Disparu de la circulation durant des décennies entières, cette étrange péloche signée par l'obscur Sergio Bergonzelli, mais auréolé de la présence des actrices Eleonora Rossi Drago, Pier Angeli refait enfin surface dans des conditions optimales. De quoi déguster ce menu torturé et bordélique, psyché jusqu'à la moelle et involontairement assez fascinant.
Petit artisan parmi beaucoup d'autres de ce regretté âge d'or du cinéma populaire italien, Sergio Bergonzelli se sera essayé à de nombreux genres, passant de l'étude de mœurs sexy à l'horreur pure en passant même, comme beaucoup, par l'exploitation X sur la toute fin de sa carrière. On se souvient cependant surtout de lui pour une petite poignée de western à l'italienne dont un très moyen Le Dernier pistolet mais qui eut le mérite en 1964 de devancer le Pour une poignée de dollar de Sergio Leone. Un petit faiseur aux propositions commerciales et mécaniques, mais qui derrière la façade de série B pas franchement mémorable cachait des ambitions importantes. Celles d'un auteur de cinéma qui s'espérait capable de se hisser à la hauteur de ses pairs. Point d'orgue de cette carrière relativement oubliée aujourd'hui, Dans les replis de la chair se voulait ainsi une réinvention du giallo première génération et sorti d'ailleurs à quelques foulées du beaucoup plus célébré L'Oiseau au plumage de cristal de Dario Argento. Mais à la sophistication précise de ce dernier, Bergonzelli préférait plonger à bras le corps dans une déstructuration et l'accentuation délirante des codes du giallo à machination. Car ici il n'y a pas une machination mais une accumulation de machinations, auxquels répondent des personnages changeant constamment de masques, d'identités et de positions dans une famille plus déglinguée que jamais.
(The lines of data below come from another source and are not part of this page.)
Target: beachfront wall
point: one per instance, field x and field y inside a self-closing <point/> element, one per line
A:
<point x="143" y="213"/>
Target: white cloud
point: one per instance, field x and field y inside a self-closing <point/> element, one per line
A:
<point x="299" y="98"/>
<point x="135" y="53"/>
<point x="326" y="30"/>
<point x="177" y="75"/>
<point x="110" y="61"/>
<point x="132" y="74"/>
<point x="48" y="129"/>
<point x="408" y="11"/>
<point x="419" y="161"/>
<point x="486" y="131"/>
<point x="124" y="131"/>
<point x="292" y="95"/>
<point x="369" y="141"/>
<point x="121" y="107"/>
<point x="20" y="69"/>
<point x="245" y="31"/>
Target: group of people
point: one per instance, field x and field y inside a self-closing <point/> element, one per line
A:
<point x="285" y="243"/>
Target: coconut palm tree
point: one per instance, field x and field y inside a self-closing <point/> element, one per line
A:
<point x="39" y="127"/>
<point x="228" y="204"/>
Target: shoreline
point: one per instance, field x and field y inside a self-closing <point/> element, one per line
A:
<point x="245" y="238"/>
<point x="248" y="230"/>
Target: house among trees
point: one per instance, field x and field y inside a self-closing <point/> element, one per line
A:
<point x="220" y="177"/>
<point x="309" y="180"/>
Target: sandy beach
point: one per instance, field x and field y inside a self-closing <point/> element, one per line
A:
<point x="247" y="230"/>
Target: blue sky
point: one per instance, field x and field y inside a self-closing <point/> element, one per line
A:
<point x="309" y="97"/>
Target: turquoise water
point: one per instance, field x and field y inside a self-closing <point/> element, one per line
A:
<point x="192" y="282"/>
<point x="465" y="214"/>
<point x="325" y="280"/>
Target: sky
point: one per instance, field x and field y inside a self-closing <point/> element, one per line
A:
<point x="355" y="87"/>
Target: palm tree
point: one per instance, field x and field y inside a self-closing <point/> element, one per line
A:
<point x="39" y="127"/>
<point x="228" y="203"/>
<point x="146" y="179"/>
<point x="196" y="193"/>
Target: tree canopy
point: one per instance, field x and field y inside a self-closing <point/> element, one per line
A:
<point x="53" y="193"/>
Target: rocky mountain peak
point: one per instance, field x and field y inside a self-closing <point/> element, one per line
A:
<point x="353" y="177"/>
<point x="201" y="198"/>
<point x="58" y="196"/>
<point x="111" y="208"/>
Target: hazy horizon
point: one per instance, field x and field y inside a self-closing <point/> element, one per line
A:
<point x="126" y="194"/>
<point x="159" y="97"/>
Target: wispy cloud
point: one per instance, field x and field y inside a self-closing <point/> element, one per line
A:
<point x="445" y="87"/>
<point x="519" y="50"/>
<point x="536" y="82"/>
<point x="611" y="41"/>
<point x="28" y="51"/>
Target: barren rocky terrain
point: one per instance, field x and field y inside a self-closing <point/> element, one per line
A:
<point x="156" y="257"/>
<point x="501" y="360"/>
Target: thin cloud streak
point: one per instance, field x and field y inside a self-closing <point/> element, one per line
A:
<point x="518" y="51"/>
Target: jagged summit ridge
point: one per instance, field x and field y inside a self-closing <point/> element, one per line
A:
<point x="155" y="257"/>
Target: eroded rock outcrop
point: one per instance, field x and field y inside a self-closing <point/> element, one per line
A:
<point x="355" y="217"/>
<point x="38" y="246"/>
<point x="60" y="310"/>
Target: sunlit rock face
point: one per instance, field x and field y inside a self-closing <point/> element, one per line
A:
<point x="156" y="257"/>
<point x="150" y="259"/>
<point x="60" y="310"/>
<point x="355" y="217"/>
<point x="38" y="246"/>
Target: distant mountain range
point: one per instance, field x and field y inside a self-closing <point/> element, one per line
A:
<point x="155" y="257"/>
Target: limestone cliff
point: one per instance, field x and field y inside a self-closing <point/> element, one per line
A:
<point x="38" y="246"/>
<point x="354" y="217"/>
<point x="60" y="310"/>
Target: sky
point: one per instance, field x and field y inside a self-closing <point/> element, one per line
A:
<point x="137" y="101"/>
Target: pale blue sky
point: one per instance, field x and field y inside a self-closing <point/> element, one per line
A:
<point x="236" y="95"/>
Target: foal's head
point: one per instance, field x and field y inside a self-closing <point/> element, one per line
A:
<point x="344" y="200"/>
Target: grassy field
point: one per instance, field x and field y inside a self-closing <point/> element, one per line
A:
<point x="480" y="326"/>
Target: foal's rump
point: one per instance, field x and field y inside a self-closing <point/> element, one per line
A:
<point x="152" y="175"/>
Tout commence par une introduction très réussie montrant comme un criminel va être témoin du meurtre d'un homme, décapité, devant un couple d'enfant. Le coupable idéal et qui délivre alors la tueuse du moindre soupçon de culpabilité. Treize ans plus tard, le trio vit toujours ensemble, en quasi-autarcie, partageant son temps entre les deux vautours géants hurlants dans leur cage, la fabrication de savon (devenez avec quoi ?) et les rapprochements franchement incestueux. S'ouvrant sur une proto citation de Freud, Dans les replis de la chair compresse plus ou moins toutes les théories de la psychanalyse et ses figures symboliques en un simple trio interprété avec un mélange d'effacement et d'hystérie qui ajoute au degré de folie général. Il faut dire que malgré leur expérience Eleonora Rossi Drago (David et Goliath, été violent), Pier Angeli (Sodome et Gomorrhe, La Bataille des Ardennes) ne devaint rarement savoir où donner de la tête à la lecture d'un script qui entre deux meurtres gratuits (faut éviter les mains baladeuses messieurs) multiplie les twists, les révélations à tiroir et les dédoublements de personnalité jusqu'à la lie. On croit le degré ultime atteint lorsqu'André, le père que l'on nous déclarait mort durant tout le film revient frais comme un gardon, mais en définitive ici personne n'est qui il semble être, et n'est même pas forcément conscient d'usurper son identité. Grand fan d'Hitchcock, Bergonzelli fait son Vertigo, mais en mode dégénéré, habillé de zooms, de cadrages déviés, d'effets vaguement psychédéliques courant après l'hystérie de personnages définitivement insaisissables.
Un film curieux, malade, et donc forcément aguichant pour les bisseux qui profiteront au passage d'un flashback totalement gratuit façon Naziploitation avant l'heure dont le but évident est moins d'installer une notion de transmission du trauma à travers le temps, que de filmer quelques jolies italiennes en nudité frontale. Absurde jusqu'au bout, Dans les replis de la chair mérite effectivement le détour, mais, non, pas que pour de bonnes raisons.